Let a string extend from $x = 0$ to $x = L$ and let $u(x)$ be the $y$ coordinate of each point of the string. Consider a portion of the string from $x = 0$ to $x = b$ and apply Newton's second law to it, which states that the sum of external forces on this portion of the string equals the sum of the mass times acceleration of the elements composing the portion of string. Consider the $y$ component of this equation, then the string being considered as a continuous medium, the latter quantity can be expressed as the integral of the string's density times the second order derivative of $u(x)$ with respect to time, $\int_0^b \rho u_{tt}(x) dx$.

Now consider the external forces on the portion of string in the $y$ direction. Internal forces due to the tension of the string do not contribute a net force because of the action-reaction law, so that the net forces only occur at the end points of the string. At $x = 0$, because the end of the string is constrained to remain at $x = 0$ but is otherwise free to move along $y$, the net force along $y$ is null.
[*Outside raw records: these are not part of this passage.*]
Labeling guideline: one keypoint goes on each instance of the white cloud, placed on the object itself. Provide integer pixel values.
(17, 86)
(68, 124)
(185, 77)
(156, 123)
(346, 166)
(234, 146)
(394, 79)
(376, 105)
At $x = b$, a net force will result from the tension in the string (the atoms on the left and right of $x = b$ are pulling on each other, but only the atom on the left are part of the portion of string considered). Tension being a force aligned along the string, the $y$ component of the force at $x = b$ is $T \frac{u_x}{\sqrt{1+u_x^2}} \approx T u_x$ where $T$ is the tension magnitude. Therefore Newton's second law along $y$ reads

$T u_x(b) = \int_0^b \rho u_{tt}(x) dx$

Now assume that $u_x(x)$ is continuous and that $u_{tt}(x)$ is continuous and bounded, taking the limit $b \rightarrow 0$ yields $u_x(0) = 0$, which is the boundary condition.